In a prospective study, 5 healthy dogs and 5 dogs with atopic dermatitis were included in the study. Samples collected from the these dogs served for total lipid and palmitoylethanolamide and related compounds (2-AG) quantification, morphometrical and densitometrical assessment of mast cells. The levels of all analysed NAEs and 2-AG were significantly elevated (p < 0.05). In particular PEA levels showed the highest increase, being more than 30-fold higher in atopic dermatitis lesional skin than in normal non-atopic skin.
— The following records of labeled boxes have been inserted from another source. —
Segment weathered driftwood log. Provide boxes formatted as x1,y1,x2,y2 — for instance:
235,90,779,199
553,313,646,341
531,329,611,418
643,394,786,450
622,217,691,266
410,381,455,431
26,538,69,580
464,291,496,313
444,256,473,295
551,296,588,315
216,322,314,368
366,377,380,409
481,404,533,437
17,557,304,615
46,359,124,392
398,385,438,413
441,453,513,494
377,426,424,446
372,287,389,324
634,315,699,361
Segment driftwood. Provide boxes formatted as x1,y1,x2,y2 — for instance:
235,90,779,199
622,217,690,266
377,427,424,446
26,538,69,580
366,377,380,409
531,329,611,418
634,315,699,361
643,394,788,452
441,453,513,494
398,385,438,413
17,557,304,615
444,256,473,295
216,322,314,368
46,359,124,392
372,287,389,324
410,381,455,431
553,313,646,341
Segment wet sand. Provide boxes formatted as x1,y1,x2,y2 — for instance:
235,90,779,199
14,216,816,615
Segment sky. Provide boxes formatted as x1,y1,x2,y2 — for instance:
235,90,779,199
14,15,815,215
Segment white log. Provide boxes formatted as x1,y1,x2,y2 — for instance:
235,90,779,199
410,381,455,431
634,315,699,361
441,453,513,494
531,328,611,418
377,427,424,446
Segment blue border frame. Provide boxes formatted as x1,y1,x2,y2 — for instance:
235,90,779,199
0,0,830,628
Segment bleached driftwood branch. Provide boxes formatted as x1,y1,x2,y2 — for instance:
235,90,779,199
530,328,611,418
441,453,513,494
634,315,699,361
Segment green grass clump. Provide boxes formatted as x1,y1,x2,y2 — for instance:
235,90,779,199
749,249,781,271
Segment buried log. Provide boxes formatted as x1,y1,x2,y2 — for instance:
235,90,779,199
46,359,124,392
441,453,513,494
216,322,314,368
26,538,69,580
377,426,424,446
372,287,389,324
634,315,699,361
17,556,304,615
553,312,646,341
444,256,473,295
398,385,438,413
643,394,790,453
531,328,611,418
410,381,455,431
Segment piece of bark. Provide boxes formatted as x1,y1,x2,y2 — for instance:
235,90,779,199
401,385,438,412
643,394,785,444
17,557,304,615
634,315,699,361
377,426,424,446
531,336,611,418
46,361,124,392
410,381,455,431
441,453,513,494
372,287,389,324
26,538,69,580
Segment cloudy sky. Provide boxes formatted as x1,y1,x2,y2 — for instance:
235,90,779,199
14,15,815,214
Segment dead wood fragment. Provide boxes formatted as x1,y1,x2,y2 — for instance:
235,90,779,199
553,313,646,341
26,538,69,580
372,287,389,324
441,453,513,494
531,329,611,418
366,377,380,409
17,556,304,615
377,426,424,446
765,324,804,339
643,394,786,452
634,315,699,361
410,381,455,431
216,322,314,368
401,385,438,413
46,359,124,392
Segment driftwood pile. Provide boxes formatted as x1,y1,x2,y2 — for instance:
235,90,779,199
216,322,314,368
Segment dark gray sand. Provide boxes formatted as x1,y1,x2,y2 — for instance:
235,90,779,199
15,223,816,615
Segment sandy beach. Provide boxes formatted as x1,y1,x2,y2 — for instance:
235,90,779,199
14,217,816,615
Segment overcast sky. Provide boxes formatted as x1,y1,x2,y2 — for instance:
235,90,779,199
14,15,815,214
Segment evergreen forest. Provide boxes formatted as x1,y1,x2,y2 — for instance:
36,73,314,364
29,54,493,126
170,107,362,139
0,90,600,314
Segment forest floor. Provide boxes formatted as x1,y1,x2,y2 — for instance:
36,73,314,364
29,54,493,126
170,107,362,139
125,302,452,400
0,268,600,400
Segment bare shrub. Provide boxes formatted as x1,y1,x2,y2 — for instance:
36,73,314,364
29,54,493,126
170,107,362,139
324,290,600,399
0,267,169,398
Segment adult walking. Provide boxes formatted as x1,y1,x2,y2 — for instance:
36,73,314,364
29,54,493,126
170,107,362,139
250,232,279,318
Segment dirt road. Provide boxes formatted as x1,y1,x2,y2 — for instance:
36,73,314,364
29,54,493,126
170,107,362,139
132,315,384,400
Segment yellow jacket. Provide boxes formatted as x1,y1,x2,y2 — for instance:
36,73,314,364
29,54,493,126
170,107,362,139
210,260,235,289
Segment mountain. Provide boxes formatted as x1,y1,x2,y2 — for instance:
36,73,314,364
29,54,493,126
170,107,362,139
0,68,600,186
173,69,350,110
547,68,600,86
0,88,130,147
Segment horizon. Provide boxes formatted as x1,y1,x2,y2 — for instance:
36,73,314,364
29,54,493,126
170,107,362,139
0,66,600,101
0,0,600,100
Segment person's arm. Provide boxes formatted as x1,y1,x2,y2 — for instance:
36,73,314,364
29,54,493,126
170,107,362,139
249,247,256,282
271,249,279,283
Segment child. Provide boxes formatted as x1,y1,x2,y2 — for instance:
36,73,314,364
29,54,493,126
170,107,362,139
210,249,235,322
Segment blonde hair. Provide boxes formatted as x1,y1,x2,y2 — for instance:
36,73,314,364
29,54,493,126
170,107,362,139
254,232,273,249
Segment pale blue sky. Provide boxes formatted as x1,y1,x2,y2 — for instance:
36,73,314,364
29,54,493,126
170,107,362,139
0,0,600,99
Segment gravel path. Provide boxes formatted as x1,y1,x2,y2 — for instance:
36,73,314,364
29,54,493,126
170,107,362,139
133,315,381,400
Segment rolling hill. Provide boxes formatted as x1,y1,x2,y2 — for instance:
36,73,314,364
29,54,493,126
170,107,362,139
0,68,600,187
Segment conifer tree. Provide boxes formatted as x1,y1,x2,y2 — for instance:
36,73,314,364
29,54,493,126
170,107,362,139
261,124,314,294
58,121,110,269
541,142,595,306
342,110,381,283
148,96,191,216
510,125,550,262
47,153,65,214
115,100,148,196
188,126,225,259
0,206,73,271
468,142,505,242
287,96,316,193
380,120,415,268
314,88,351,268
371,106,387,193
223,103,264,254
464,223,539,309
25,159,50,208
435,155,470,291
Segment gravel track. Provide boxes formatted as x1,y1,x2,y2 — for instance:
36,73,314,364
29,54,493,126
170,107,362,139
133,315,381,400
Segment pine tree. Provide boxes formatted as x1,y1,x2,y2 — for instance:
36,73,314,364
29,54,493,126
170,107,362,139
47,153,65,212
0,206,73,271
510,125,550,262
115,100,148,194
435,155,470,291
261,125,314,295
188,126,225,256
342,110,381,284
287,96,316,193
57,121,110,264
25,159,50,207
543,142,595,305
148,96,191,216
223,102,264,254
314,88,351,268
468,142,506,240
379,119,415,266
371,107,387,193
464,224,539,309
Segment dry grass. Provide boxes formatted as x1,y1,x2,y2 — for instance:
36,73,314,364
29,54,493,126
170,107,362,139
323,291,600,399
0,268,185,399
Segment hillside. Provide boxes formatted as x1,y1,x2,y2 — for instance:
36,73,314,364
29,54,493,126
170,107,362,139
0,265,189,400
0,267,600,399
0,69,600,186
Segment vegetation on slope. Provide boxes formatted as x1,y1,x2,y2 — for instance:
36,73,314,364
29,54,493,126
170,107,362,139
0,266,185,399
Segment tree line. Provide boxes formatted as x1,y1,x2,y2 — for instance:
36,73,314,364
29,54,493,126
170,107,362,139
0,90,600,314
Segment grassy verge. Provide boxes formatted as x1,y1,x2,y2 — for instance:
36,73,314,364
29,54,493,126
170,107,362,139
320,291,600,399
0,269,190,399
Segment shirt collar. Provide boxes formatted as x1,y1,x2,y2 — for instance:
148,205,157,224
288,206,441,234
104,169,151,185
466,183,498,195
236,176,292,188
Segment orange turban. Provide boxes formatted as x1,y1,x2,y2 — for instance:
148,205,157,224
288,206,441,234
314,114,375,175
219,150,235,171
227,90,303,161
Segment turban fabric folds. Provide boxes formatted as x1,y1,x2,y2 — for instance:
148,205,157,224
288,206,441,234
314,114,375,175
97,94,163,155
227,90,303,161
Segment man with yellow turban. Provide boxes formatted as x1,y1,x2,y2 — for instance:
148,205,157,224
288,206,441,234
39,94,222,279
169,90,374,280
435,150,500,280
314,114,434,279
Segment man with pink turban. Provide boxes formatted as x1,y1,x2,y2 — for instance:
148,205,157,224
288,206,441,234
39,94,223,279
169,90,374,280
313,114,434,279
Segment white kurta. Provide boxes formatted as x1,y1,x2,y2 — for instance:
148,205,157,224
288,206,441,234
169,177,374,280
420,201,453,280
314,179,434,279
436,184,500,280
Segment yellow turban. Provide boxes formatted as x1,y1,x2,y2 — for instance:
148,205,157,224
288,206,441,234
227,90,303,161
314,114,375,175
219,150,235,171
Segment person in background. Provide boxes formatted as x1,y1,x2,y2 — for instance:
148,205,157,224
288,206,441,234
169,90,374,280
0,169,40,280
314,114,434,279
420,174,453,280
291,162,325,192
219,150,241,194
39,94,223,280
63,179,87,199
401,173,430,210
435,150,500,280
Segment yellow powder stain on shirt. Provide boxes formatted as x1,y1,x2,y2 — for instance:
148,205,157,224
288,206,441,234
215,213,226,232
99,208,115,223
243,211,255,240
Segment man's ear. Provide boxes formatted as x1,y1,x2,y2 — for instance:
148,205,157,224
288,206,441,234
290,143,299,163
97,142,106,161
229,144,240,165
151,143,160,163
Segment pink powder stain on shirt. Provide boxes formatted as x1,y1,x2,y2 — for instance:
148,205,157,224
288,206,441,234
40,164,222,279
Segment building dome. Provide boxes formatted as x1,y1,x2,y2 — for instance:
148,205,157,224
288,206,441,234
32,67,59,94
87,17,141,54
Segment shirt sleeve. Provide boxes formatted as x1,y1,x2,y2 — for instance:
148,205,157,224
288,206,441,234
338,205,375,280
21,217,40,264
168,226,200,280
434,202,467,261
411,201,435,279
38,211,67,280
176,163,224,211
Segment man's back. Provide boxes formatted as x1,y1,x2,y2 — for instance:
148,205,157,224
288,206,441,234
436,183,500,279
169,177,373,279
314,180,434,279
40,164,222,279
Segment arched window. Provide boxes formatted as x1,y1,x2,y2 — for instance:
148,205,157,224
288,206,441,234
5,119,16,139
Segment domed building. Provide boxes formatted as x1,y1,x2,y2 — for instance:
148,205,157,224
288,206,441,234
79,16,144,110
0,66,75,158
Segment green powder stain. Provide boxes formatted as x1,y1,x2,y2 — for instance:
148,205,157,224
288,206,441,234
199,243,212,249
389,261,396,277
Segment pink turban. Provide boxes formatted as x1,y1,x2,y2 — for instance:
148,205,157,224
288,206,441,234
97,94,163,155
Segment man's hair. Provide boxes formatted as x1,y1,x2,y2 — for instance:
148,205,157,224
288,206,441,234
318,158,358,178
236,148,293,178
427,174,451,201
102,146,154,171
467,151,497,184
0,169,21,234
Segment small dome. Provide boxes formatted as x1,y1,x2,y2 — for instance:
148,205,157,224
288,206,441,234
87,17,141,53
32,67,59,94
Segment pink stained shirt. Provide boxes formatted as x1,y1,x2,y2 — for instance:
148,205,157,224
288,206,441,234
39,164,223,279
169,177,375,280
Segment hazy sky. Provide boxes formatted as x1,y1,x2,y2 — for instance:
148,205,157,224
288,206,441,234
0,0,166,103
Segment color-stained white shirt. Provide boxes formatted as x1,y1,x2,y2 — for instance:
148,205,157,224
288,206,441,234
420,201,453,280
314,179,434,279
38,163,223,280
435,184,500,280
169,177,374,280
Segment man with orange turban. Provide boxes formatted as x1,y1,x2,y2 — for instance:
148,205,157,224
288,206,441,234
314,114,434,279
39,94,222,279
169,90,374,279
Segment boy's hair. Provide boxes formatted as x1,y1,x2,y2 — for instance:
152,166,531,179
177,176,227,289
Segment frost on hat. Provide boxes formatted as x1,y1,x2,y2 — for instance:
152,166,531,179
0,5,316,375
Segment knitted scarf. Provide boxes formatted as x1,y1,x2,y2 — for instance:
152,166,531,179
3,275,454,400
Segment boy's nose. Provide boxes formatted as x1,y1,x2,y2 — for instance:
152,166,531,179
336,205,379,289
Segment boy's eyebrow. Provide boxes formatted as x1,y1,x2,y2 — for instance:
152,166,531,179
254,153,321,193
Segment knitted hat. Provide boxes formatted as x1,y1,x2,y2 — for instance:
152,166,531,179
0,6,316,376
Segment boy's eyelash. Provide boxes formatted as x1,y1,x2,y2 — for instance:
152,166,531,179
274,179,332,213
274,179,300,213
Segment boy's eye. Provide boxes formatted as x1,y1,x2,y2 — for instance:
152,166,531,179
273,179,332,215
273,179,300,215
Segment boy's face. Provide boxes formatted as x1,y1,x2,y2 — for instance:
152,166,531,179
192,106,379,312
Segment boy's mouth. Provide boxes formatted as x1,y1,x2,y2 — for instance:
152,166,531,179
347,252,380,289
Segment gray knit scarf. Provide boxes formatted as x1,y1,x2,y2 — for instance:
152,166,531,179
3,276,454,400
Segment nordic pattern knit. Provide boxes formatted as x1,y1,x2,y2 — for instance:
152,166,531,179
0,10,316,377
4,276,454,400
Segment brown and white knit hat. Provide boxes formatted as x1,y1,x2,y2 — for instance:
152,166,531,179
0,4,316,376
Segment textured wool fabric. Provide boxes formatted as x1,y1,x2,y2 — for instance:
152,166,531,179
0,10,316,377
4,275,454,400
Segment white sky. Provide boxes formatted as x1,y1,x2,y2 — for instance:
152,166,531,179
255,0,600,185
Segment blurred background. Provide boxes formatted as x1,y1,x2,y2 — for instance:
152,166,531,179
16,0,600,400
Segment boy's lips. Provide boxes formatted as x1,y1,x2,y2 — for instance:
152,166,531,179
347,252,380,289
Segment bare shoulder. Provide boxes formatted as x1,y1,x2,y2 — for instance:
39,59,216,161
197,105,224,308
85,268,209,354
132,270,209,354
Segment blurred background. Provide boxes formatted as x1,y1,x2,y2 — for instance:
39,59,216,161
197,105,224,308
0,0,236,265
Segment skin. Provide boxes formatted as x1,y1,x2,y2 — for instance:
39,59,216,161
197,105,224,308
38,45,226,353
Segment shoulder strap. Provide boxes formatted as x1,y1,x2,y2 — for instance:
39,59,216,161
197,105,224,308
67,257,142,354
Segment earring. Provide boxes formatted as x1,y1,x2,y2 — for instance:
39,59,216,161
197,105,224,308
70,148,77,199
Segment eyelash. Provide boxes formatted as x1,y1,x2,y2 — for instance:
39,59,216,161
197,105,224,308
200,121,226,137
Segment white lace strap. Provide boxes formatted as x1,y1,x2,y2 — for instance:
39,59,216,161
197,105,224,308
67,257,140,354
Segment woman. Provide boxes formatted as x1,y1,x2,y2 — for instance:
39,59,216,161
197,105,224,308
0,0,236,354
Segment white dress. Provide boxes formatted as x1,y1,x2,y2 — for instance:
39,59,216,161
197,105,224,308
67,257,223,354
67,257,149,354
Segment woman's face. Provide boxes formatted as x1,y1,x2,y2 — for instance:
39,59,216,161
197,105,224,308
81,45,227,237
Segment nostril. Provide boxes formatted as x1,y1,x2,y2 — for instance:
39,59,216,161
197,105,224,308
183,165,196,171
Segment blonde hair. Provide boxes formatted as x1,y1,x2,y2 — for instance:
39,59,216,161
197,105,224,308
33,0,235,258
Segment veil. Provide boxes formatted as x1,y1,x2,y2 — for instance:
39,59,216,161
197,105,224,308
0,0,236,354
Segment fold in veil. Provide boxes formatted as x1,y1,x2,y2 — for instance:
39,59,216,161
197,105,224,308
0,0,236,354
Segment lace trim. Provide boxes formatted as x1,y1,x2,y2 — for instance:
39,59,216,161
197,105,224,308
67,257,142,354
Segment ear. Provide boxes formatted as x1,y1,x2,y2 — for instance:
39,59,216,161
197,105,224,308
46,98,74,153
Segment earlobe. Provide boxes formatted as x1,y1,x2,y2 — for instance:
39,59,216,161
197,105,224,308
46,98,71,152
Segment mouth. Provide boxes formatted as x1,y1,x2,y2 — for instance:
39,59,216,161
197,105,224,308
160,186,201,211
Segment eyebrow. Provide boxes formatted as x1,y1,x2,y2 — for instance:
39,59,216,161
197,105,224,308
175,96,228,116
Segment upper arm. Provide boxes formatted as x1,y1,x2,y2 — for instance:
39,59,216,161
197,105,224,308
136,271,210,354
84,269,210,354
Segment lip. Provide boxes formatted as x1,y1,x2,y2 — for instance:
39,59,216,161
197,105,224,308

The authors discussed this finding thus:
Opposite to the decrease of total lipid extracts, the levels of PEA and related lipid mediators (i.e., OEA and 2-AG) were shown here to increase in AD samples compared to healthy ones. Among all the analysed bioactive lipid compounds, PEA levels were more than 30-fold higher in AD lesional skin compared to normal non-atopic skin. Moreover, if one considers the total decrease of lipid content, the overall increase of PEA and the other examined lipid mediators is dramatic and once more might witness the role of NAEs and 2-AG in cellular homeostasis in the face of external stressors provoking, for example, inflammation. Currently, it is widely accepted that the endogenous formation of these bioactive lipid mediators plays a pro-homeostatic role, by being part of a protective response to cellular injury. In particular, PEA levels have been measured in mammalian skin and found to change in response to stressful conditions, both in animal models  and epidermal cell cultures. The increase in tissue levels of PEA is now considered an auto-protective mechanism, while the decrease is usually regarded as an exhaustion of the response.
The hypothesis is highly substantiated by the favourable effects of PEA administration: mice with contact dermatitis , hypersensitive Beagle dogs  and cats with eosinophilic granuloma all benefited from PEA treatment in terms of reduced allergic skin reactions.